The researchers noted that further studies are needed to understand what may explain the sex differences.

Lastly, they investigated how neurons adapt when glucose is not available as an energy source. They found that neurons use other energy sources, such as a related sugar molecule, galactose, which was less efficient than glucose as an energy source for the neurons.

The researchers concluded that neurons metabolize glucose by themselves and that they require glucose metabolism for normal function.

When asked about the study’s limitations, Dr. James Rini, a neurologist at Ochsner Health, who was also not involved in the study, told MNT that as the study was conducted in mice and in a lab setting, it remains unclear if the findings apply to humans and real-life settings too.

He added that the method used to measure glucose metabolism may not capture the full picture of how neurons metabolize glucose in the brain.

“[Furthermore], the study only looked at one aspect of brain function—how neurons metabolize glucose—and did not investigate other factors that may contribute to brain function, such as the role of other nutrients or neural signaling pathways,” he explained.

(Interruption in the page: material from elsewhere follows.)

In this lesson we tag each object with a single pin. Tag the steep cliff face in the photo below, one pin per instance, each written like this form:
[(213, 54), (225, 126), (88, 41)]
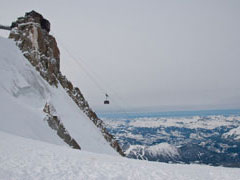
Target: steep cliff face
[(31, 34)]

MNT also spoke with Dr. Fahmeed Hyder, professor of Biomedical Engineering at Yale School of Medicine, who was not involved in the study, about the study’s implications. He noted that the study adds a well-established line of experimental evidence suggesting that neurons metabolize glucose on demand.

When asked about the study’s implications, Dr Rini added:

“Direct glucose metabolism pathway may be a new target for therapeutic interventions in brain diseases. For example, if researchers can find ways to enhance glucose uptake or utilization by neurons, it may be possible to improve brain function in people with neurological disorders such as AD and PD.”

“There have been multiple trials already that have suggested this, CTAD 2022 data suggests Januvia may be neuroprotective in AD,” he explained.

Dr. Charles Munyon noted, however, that there is no evidence that the findings will impact therapeutics for AD or PD.

“While it is true that glucose metabolism decreases in these conditions, this is a secondary effect due to accumulation of amyloid/tau or alpha-synuclein,” he said.

“In summation, from a basic science standpoint, this is a well-designed study that answered a long-standing question. In terms of how this will likely impact medical treatment, I don’t see a significant impact coming at all,” he concluded.